Мужик снял шапчонку и почесал в затылке.

— Правду молвится слово, — сказал он, — умный человек завсегда все может, а дурак…

Батюшка рассмеялся.

— А дурак что?

— Между глаз нос просмотрел, — засмеялся и мужик, — не в осуждение молвится, батюшка, а как правду не сказать? Болото-то это прежде помещичкам разным принадлежало. Предлагали нашим старикам помещички-то укупить все болото по двадцать пять рублей за десятину. — «Зачем оно нам?» — После, — говорят помещички-то, — вспомните, пожалеете: земли у вас мало!» А старики только бороды разглаживают: — «нам хва-а-тит»!

Мужик грустно усмехнулся.

— Им-то хватило, а детям… — Он взглянул на болото, — Монастырек его задаром скупил.
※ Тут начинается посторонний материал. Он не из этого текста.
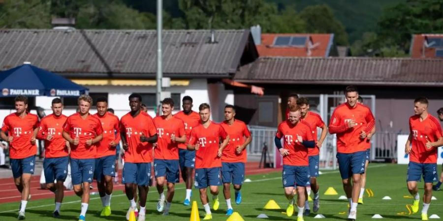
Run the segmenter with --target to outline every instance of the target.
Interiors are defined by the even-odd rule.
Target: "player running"
[[[14,182],[22,194],[17,219],[22,220],[25,219],[25,210],[31,197],[31,178],[34,174],[37,153],[35,137],[38,132],[38,117],[26,111],[27,97],[17,96],[14,103],[16,112],[4,118],[0,138],[9,143],[9,158]]]
[[[234,185],[235,203],[242,202],[240,190],[245,177],[246,163],[246,146],[251,142],[251,132],[243,121],[234,118],[235,108],[232,105],[224,107],[224,121],[221,125],[229,136],[229,142],[222,153],[222,180],[223,193],[226,199],[227,211],[226,215],[232,215],[231,205],[231,183]],[[246,139],[245,139],[246,138]]]
[[[358,96],[358,98],[357,99],[357,102],[360,104],[363,104],[363,98],[360,96]],[[366,136],[366,142],[365,143],[366,147],[366,160],[365,162],[365,172],[361,174],[361,179],[360,180],[361,187],[360,188],[360,195],[358,196],[359,204],[363,204],[363,196],[365,193],[365,187],[366,186],[366,176],[368,175],[368,165],[369,164],[369,160],[371,159],[371,138],[372,138],[373,135],[375,134],[375,130],[376,127],[373,127],[372,130],[371,130],[371,133]]]
[[[125,150],[123,183],[130,205],[126,214],[129,220],[131,211],[137,206],[134,198],[134,184],[138,187],[138,221],[144,221],[146,215],[146,199],[149,190],[153,143],[157,141],[157,134],[152,118],[141,110],[141,96],[132,94],[129,96],[131,111],[120,120],[122,146]]]
[[[200,124],[200,115],[198,113],[192,111],[192,98],[189,96],[183,97],[182,99],[183,110],[181,111],[174,116],[183,121],[185,124],[185,133],[186,139],[189,139],[190,131],[192,128]],[[183,204],[189,206],[190,203],[190,197],[192,188],[192,172],[195,162],[195,151],[188,150],[186,143],[179,143],[179,163],[182,178],[186,185],[186,195]]]
[[[116,146],[120,142],[120,123],[117,116],[108,111],[107,98],[98,98],[96,106],[97,113],[94,116],[100,120],[103,132],[103,139],[97,146],[94,175],[103,206],[100,216],[108,217],[111,215],[111,196],[114,188],[112,178],[116,175]]]
[[[318,194],[319,187],[317,183],[317,177],[318,176],[318,163],[320,161],[319,149],[321,148],[323,141],[326,138],[326,134],[328,132],[327,127],[319,115],[309,110],[309,100],[305,97],[301,97],[297,100],[297,106],[300,109],[301,113],[301,119],[308,123],[311,131],[312,133],[312,137],[316,141],[316,146],[313,148],[309,148],[308,151],[308,156],[309,158],[309,174],[311,177],[310,184],[311,189],[314,192],[314,206],[313,210],[314,213],[316,213],[320,208],[320,199]],[[317,140],[317,128],[321,128],[321,134],[320,135],[320,139]],[[306,199],[309,195],[306,192]],[[309,216],[311,213],[309,208],[309,202],[307,200],[305,203],[305,216]]]
[[[346,102],[334,110],[329,130],[331,134],[337,134],[337,158],[350,207],[348,219],[355,220],[360,178],[365,172],[367,137],[375,126],[375,119],[367,107],[357,102],[355,87],[346,87],[345,95]]]
[[[283,187],[285,194],[289,200],[286,214],[291,217],[294,214],[295,200],[294,190],[296,186],[297,221],[303,221],[306,184],[309,182],[309,162],[308,148],[314,148],[316,144],[309,125],[300,120],[300,110],[293,107],[289,111],[289,118],[279,125],[274,141],[280,154],[283,156]],[[281,139],[284,138],[284,146]]]
[[[157,191],[160,194],[157,211],[163,212],[163,215],[169,215],[174,186],[179,182],[178,144],[186,141],[183,121],[172,116],[173,110],[174,101],[172,98],[165,98],[161,102],[163,115],[154,118],[158,138],[157,142],[154,144],[154,172]],[[168,189],[166,199],[163,193],[165,179],[167,180]]]
[[[195,150],[195,188],[199,189],[200,199],[206,214],[203,220],[212,219],[206,190],[209,187],[214,204],[213,209],[217,211],[219,202],[219,186],[222,184],[220,170],[222,153],[227,145],[229,136],[219,124],[209,119],[211,108],[203,103],[198,107],[201,124],[192,128],[188,144],[188,149]],[[221,139],[222,139],[221,144]]]
[[[63,125],[67,117],[62,114],[63,104],[60,98],[52,100],[52,114],[43,117],[40,123],[37,138],[45,141],[45,160],[43,171],[46,189],[55,193],[55,209],[54,217],[60,216],[60,207],[63,201],[63,183],[67,176],[69,150],[63,138]],[[54,184],[54,180],[57,183]]]
[[[89,190],[95,165],[96,145],[103,138],[100,121],[89,113],[92,98],[86,94],[78,98],[79,112],[66,120],[63,136],[71,148],[71,176],[74,192],[82,197],[79,221],[85,221],[89,203]]]
[[[422,220],[428,220],[432,183],[437,180],[437,149],[443,145],[442,127],[438,120],[428,113],[428,105],[426,98],[414,101],[414,115],[409,118],[409,137],[405,147],[405,152],[409,154],[407,184],[408,190],[414,197],[411,207],[414,213],[418,211],[420,201],[417,182],[422,176],[424,181]]]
А теперь и по тысяче рублей десятинки не продаст. Арендовали раньше по пятьдесят копеек, а теперь по тридцать пять рубликов… да и то уж отказывать стали: сами пользуются. Слобода-то наша большая, у нас церковь трехпрестольная, а земли-то…

Он тяжело вздохнул.

— По три десятинки, с оврагами!

Обернулся и посмотрел в темное лицо батюшки, как бы ожидая слова сочувствия. Но батюшка, весь изломанный и избитый, имел вид страдальческий и молчал, только болезненно морщился при каждом толчке. Мужик крутил головой.

— Как жить? Расплодилось жительство, народу все больше, а податься некуды! Монастырек-то вот, слава Богу, хорошо живет. Настоятель у них заботливый. Архимандрит… орденами иллюминован. В церковь его водят с почетом, под руки… заслуженный. Звезду ждет.

— Ох! — сказал батюшка на ухабе. — Какую звезду?

— За труды. — «Как, говорит, звезду получу, на покой уйду». Заботливый человек, строгий. Сапожная у них тут своя, портняжная. Мельница на речке. Больницу он каменную взбухал,

— Для крестьян? — поинтересовался батюшка.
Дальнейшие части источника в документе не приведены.